Science Research and Innovation, Medicines and Healthcare products Regulatory Agency, Blanche Lane, South Mimms, EN6 3QG, UK.
Science Research and Innovation, Medicines and Healthcare products Regulatory Agency, Blanche Lane, South Mimms, EN6 3QG, UK.
Virus Res. 2024 Aug;346:199409. doi: 10.1016/j.virusres.2024.199409. Epub 2024 Jun 1.
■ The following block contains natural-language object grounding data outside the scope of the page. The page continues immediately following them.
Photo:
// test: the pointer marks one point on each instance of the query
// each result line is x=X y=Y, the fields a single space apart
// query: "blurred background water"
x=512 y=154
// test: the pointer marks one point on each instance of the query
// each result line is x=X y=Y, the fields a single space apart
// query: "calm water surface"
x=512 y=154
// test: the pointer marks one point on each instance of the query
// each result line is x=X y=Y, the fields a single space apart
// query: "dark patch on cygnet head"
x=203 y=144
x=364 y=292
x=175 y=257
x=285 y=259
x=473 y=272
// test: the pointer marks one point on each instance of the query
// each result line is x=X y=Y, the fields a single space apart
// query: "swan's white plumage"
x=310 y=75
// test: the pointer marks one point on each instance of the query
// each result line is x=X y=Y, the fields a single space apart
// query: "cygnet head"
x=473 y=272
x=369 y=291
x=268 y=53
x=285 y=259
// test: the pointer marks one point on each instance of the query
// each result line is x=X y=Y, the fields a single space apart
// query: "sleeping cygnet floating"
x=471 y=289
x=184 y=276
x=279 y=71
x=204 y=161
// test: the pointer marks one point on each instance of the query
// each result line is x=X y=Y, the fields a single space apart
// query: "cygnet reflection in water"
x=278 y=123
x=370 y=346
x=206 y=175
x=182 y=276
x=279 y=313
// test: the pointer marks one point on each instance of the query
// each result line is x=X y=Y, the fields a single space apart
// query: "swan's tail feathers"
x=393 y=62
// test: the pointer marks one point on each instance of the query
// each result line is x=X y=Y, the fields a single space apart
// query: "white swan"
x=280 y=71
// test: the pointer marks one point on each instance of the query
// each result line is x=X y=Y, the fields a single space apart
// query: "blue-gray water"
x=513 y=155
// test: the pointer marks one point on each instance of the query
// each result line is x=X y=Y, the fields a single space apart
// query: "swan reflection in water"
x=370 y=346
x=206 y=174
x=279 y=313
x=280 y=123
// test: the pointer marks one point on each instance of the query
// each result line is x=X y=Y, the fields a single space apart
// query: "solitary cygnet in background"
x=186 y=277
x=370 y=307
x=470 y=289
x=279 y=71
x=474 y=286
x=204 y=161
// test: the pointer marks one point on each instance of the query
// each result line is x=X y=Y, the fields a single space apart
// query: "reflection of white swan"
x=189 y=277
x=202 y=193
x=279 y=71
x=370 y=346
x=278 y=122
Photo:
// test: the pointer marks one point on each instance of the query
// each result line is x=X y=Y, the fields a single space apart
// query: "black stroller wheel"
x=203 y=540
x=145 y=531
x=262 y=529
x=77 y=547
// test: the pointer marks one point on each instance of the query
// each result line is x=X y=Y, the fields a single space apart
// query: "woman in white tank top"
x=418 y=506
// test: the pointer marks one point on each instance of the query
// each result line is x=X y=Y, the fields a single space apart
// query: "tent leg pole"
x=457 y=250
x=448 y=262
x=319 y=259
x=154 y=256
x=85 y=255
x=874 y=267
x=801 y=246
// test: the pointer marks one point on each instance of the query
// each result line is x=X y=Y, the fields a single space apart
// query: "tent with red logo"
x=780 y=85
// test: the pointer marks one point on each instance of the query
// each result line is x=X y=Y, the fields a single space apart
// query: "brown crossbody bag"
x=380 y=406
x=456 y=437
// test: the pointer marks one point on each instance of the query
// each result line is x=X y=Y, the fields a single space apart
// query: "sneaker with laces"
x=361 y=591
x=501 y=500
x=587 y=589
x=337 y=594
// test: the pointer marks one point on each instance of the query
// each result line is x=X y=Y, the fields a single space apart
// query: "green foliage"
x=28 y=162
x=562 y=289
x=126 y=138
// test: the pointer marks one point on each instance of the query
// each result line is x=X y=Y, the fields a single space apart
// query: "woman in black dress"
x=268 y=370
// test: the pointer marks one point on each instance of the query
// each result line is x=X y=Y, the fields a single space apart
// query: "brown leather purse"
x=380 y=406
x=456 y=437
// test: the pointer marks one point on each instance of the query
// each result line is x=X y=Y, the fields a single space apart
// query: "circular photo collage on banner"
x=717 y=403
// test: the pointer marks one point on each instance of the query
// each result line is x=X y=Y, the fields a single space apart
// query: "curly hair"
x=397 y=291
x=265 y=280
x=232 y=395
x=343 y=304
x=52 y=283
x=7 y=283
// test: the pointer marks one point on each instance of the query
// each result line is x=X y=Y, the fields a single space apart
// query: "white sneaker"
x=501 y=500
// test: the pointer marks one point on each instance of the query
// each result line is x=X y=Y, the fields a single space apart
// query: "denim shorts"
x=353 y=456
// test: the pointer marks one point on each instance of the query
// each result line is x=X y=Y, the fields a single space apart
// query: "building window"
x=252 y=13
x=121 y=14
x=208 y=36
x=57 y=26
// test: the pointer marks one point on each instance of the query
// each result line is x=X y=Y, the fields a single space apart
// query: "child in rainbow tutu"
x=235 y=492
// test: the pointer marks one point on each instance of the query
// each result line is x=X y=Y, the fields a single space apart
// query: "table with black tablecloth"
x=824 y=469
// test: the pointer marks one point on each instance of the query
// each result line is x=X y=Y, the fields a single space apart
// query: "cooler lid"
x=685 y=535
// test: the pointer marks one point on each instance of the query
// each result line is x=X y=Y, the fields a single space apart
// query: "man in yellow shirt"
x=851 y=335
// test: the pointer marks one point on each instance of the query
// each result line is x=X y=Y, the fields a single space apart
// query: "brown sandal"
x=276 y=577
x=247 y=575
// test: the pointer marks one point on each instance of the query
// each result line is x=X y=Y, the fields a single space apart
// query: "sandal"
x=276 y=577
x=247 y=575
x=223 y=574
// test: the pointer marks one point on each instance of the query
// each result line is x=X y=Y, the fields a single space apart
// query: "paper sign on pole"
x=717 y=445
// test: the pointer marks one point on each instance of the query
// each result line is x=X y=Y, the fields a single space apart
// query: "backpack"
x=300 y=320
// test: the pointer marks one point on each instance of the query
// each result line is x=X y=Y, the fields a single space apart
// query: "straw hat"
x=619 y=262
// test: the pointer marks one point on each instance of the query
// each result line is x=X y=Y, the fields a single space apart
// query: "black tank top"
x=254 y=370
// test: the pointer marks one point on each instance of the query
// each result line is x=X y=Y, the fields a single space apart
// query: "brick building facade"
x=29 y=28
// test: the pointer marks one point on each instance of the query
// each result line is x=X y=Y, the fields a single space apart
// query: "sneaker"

Crimean-Congo Haemorrhagic Fever Virus (CCHFV) is spread by infected ticks or direct contact with blood, tissues and fluids from infected patients or livestock. Infection with CCHFV causes severe haemorrhagic fever in humans which is fatal in up to 83 % of cases. CCHFV is listed as a priority pathogen by the World Health Organization (WHO) and there are currently no widely-approved vaccines. Defining a serological correlate of protection against CCHFV infection would support the development of vaccines by providing a 'target threshold' for pre-clinical and clinical immunogenicity studies to achieve in subjects and potentially obviate the need for in vivo protection studies. We therefore sought to establish titratable protection against CCHFV using pooled human convalescent plasma, in a mouse model. Convalescent plasma collected from seven individuals with a known previous CCHFV virus infection were characterised using binding antibody and neutralisation assays. All plasma recognised nucleoprotein and the Gc glycoprotein, but some had a lower Gn glycoprotein response by ELISA. Pooled plasma and two individual donations from convalescent donors were administered intraperitoneally to A129 mice 24 h prior to intradermal challenge with CCHFV (strain IbAr10200). A partial protective effect was observed with all three convalescent plasmas characterised by longer survival post-challenge and reduced clinical score. These protective responses were titratable. Further characterisation of the serological reactivities within these samples will establish their value as reference materials to support assay harmonisation and accelerate vaccine development for CCHFV.
克里米亚-刚果出血热病毒(CCHFV)通过受感染的蜱虫或直接接触受感染患者或牲畜的血液、组织和体液传播。人类感染 CCHFV 会导致严重的出血热,高达 83%的病例是致命的。CCHFV 被世界卫生组织(WHO)列为优先病原体,目前尚无广泛批准的疫苗。确定针对 CCHFV 感染的血清学保护相关性将通过为临床前和临床免疫原性研究提供“目标阈值”来支持疫苗的开发,从而达到研究对象,并可能避免体内保护研究的需要。因此,我们试图使用汇集的人恢复期血浆在小鼠模型中建立针对 CCHFV 的可滴定保护。使用结合抗体和中和测定法对来自 7 名已知先前 CCHFV 病毒感染的个体的恢复期血浆进行了表征。所有血浆均识别核蛋白和 Gc 糖蛋白,但一些 ELISA 对 Gn 糖蛋白的反应较低。在皮内挑战 CCHFV(株 IbAr10200)前 24 小时,将汇集的血浆和来自恢复期供体的两个个体供体通过腹腔内给予 A129 小鼠。所有三种恢复期血浆均表现出部分保护作用,表现为挑战后存活时间延长和临床评分降低。这些保护反应是可滴定的。进一步表征这些样本中的血清反应性将确定它们作为支持测定标准化和加速 CCHFV 疫苗开发的参考材料的价值。